TN woman’s $15 million sex agreement suit tossed

Janet Pizzo and Rabbi Joel Goor shared this waterfront home (above) at 806 Dean Avenue in Throggs Neck during their affair. Pizzo insisted her name should have been on the deed when the relationship ended, as part of a unique deal arranged by the two parties. - Photo by Patrick Rocchio

A civil suit filed by a Bronx woman with claims her lover reneged on a legal agreement to provide her with half of his house in exchange for frequent sex and cultural enrichment was thrown out by the New York State Court of Appeals.

Throggs Neck’s Janet Pizzo claimed in a $15 million suit that during a seven-year affair with Manhattan Rabbi Joel Goor, of the Metropolitan Synagogue of New York, the couple signed a cohabitation agreement stipulating that she would get liposuction, further her education, and continue working for the rabbi.

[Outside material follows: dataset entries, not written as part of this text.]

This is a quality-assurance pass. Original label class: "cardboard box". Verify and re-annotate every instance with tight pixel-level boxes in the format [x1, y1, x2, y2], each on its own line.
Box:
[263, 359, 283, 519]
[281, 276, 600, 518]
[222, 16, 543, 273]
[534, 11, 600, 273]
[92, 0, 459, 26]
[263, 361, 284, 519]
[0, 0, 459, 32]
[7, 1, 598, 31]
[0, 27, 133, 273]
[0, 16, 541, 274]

Pizzo claims that the deal stipulated she would get ownership of half of his house and at least $125,000 if the relationship ended, which it did in 2006, after Pizzo suspected Goor, who was twice married, of seeing another woman, resulting in their breakup 

Pizzo was shocked to learn, after her 7-year affair abruptly ended, that her name was never added to the home’s title. She claims to have received no money.

According to published reports, Goor was still married when he signed the bizarre agreement, although his wife never knew of the affair.

A state appeals panel dismissed the lawsuit, saying the contract could not be enforced because it was facilitating adultery, noting recurring romps the couple had in the rabbi’s office at the synagogue. The State Supreme Court had already dismissed the case.

Pizzo’s attorney, Rosemarie Arnold, said that the contract is not directly related to adultery.

“The contract has to do with her job at his synagogue, looking presentable for his constituents and getting into the Jewish faith, which has noting to do with adultery,” Arnold stated. “She provided cleaning services, laundry services, and decorated his house.”

Arnold also said Pizzo put a down payment on the house the couple shared in Throggs Neck, found the house when it was for sale, and made mortgage payments. Arnold said Pizzo even helped Goor write some of his sermons.

“There was an affair, but this contract is not based solely on adultery,” Arnold further clarified.

Arnold confirmed she has further plans for the case, but did not discuss any details.

Pizzo, who worked at Goor’s synagogue sporadically over a seven-year period, also claimed that the rabbi verbally abused her, tantalized her, and threatened to stroll naked in front of her 17-year-old daughter.

Other claims falling under the suit’s umbrella included creating a hostile work environment, sexual harassment, intentional infliction of emotional distress and constructive eviction.

When the suit first began, Pizzo was oddly enough still residing in the house she and Goor shared as a couple. Arnold said it was because she had no place else to go.

Goor’s attorney, Barry Berger, declined comment on the case.

Pizzo, who formerly worked at the Bronx Penny Pincher, did not return phone calls placed to her voicemail.